6. Pay attention to people in the audience once in a while. It’s funny how noticeable it is when everyone’s hands are not raised in worship. You see that ok, don’t you? What you don’t see is that they are staring at YOU, not at the Sound Engineer at the back of the room. Glare at your Sound Guy harder. He obviously isn’t paying attention, and they appreciate the funny faces you make to keep things light.
7. Offer to double the Sound Engineer’s salary… or better yet, joke about doubling it in front of them. They’re a volunteer anyway, so you can be twice as generous here, at least. Triple it, even (3 times nothing is greater than 2 times nothing). They may have been doing this for years, in different venues, with dozens of musicians, bands, and even have valid industry training and certification. But, at the end of the day they still aren’t being paid, and are usually there as much as you are (or more). Not being paid automatically excludes them from being professionals. Ever thought about volunteering yourself? Like you – they don’t need to eat.
8. Even though it’s been mentioned elsewhere, it’s important enough to mention it again here… hold the microphone in front of your mouth, or step up to the microphone when it’s in its cradle on a mike stand. If your voice is coming out of your nipples or your belly button, maybe you should hold the microphone there.
9. When leaving the stage during rehearsal in order to hear what the band sounds like in the rest of the room, and then going to the sound booth for possible adjustments, make sure you are yelling loud enough at other people discussing it in front of the Sound Engineer. After all, there’s stuff coming out of the amps and you need to be heard indirectly by the Sound Engineer. He’s only listening for your voice and your instrument anyway. It’s called critical listening for a reason.

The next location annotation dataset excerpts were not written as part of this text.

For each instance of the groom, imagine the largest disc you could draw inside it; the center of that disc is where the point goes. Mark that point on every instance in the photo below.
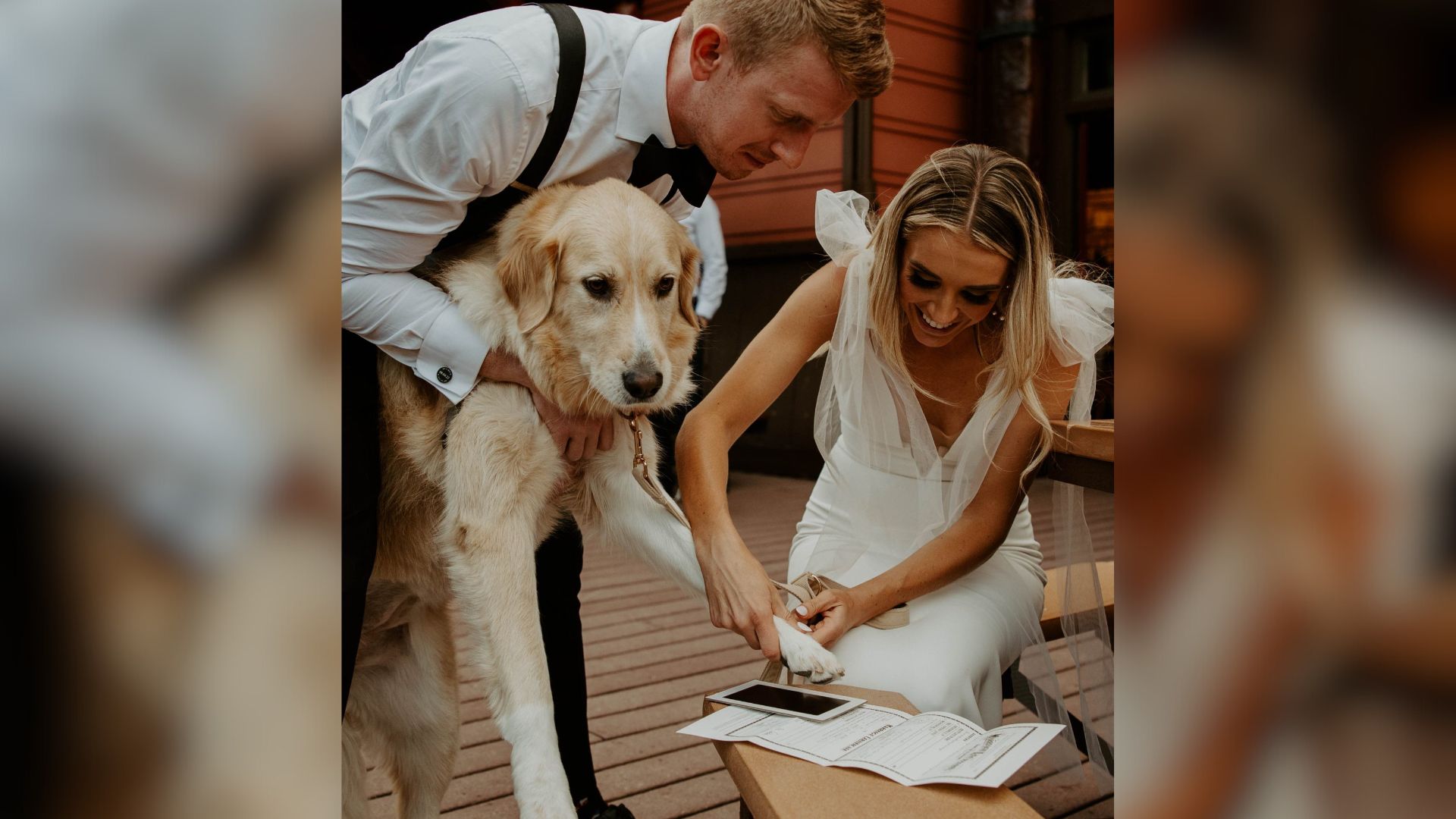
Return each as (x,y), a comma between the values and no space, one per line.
(484,108)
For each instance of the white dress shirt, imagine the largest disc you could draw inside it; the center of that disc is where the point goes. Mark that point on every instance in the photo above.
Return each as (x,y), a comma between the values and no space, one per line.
(459,118)
(705,229)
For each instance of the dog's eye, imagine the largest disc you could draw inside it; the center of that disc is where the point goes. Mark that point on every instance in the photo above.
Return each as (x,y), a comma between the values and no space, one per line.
(599,287)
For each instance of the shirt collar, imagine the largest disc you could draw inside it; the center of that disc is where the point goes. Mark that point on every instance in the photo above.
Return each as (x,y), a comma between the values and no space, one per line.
(642,108)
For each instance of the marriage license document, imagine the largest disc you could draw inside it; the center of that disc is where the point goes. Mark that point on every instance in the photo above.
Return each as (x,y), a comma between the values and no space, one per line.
(913,751)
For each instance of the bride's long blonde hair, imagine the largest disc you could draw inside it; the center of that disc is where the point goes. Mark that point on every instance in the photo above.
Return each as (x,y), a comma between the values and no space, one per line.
(993,200)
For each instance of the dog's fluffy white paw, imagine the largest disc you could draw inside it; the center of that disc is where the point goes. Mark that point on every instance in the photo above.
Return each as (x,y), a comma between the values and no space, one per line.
(804,656)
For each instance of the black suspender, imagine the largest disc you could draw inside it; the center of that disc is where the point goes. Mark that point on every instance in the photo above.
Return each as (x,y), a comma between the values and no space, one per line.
(484,213)
(568,88)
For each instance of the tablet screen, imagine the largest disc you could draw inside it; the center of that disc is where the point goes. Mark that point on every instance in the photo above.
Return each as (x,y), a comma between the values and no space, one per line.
(801,701)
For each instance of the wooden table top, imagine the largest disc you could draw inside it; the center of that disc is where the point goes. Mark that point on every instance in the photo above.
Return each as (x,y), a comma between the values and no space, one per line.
(775,786)
(1092,439)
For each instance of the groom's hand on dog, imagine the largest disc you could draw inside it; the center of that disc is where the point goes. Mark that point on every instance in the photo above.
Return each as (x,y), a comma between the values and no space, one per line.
(740,596)
(576,438)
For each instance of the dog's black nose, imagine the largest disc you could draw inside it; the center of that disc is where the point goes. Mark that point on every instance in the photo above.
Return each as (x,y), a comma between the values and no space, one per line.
(642,384)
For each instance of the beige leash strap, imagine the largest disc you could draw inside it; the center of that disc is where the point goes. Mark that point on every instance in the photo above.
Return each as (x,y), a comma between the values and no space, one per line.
(645,479)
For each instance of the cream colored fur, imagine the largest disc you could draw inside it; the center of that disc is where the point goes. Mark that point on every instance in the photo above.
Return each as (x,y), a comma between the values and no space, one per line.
(466,502)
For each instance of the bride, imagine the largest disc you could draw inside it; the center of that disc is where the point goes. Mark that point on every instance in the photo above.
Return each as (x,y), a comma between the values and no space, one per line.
(952,343)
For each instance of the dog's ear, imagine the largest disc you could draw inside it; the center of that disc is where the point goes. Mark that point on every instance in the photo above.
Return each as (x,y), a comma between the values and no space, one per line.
(530,257)
(688,281)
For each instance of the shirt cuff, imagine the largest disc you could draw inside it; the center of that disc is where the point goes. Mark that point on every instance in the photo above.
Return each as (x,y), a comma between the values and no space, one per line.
(452,354)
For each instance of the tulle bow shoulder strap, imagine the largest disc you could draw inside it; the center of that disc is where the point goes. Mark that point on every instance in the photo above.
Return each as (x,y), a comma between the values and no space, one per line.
(839,222)
(1082,318)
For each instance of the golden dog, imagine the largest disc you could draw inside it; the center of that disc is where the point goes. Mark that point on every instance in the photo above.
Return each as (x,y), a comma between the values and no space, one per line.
(596,286)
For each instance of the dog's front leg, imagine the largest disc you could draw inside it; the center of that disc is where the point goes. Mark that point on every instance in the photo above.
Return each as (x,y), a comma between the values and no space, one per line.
(498,482)
(613,509)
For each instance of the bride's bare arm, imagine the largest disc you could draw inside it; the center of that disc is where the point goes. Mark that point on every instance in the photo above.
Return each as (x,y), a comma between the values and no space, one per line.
(967,542)
(739,592)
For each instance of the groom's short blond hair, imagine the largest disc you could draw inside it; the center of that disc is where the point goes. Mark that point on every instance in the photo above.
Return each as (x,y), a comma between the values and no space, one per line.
(851,34)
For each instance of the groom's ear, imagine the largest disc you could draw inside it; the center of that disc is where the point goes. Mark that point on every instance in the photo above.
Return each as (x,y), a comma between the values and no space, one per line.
(707,52)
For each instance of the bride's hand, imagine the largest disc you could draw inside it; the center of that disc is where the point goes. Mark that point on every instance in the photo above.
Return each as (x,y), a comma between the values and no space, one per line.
(740,596)
(840,610)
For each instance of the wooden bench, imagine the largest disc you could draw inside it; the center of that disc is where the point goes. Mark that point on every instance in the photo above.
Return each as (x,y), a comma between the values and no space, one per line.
(1082,455)
(775,786)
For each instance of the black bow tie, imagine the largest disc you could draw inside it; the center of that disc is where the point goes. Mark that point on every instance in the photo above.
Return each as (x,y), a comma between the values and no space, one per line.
(692,175)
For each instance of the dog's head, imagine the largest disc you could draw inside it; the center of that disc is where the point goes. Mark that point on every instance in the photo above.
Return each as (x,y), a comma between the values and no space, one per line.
(601,280)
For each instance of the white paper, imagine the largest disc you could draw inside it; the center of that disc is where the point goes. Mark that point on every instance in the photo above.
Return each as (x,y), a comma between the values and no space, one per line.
(913,751)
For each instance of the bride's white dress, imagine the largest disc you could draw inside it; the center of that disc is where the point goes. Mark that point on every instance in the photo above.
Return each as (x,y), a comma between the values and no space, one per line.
(887,488)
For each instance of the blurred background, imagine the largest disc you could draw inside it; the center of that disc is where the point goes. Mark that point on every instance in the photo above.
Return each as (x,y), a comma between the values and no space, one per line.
(1286,444)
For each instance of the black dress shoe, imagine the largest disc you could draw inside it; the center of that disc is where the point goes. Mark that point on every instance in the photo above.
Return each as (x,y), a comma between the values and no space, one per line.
(599,809)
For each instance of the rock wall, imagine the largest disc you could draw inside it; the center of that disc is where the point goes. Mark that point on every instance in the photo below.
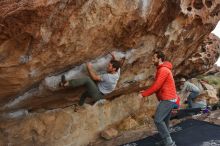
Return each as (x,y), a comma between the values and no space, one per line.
(41,38)
(65,127)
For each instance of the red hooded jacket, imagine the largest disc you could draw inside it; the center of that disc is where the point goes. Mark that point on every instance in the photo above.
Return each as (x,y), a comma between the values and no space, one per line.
(164,84)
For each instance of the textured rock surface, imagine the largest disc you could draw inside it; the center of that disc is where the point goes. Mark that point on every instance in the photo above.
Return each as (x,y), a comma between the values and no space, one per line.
(64,127)
(42,38)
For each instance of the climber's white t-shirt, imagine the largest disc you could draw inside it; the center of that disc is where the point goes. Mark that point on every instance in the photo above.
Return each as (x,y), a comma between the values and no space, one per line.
(108,82)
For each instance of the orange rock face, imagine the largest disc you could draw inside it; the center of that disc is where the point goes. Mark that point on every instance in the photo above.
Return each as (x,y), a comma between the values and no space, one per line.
(42,38)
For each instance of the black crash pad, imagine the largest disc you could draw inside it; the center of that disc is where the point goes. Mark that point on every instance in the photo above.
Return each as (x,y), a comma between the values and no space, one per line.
(187,133)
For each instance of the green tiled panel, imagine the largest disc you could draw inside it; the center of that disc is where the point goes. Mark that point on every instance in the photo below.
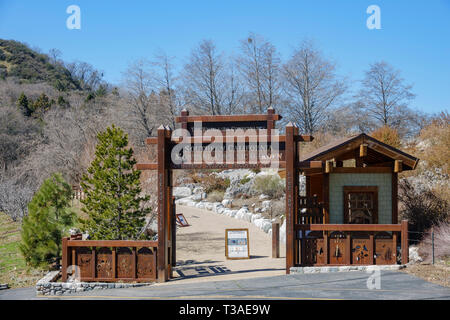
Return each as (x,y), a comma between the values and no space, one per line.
(381,180)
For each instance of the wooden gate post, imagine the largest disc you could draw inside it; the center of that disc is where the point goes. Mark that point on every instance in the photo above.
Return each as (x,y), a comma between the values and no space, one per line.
(164,199)
(174,233)
(275,240)
(291,193)
(404,242)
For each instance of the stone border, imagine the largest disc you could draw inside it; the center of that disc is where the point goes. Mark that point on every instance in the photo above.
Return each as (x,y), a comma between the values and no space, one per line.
(389,267)
(243,214)
(47,286)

10. Start calling them the Sound Guy or the Sound Gal. They only think they’re engineers. They’re not building or driving anything. Better yet, make it personal. Every Sound Engineer throughout history has oddly been named “Hey” by their parents (yes, even the ladies). So feel free to keep saying “Hey, I need more of me in my mix”, or “Hey, can you give me less drums”, etc.
11. Keep adding instruments so it looks better. One Bass, three Electric guitars and five Acoustic guitars just looks so cool. The fact that there are only three distinct parts to play, and six of them are all strumming power chords doesn’t affect anything. Better yet – add even more and just don’t use their sound feeds. No one will notice musicians playing with no sound coming from them. Think Milli Vanilli.
12. Just as good as #11 –Once in a while, pick a song with an instrument that you don’t normally use, say a banjo. Then use a pre-recorded track and get someone to stand onstage and pretend they are actually playing it. Again, no one will notice. It’s only worship and looking cool beats musicianship hands-down. Better yet – pick a percussion instrument like an xylophone or steel drum.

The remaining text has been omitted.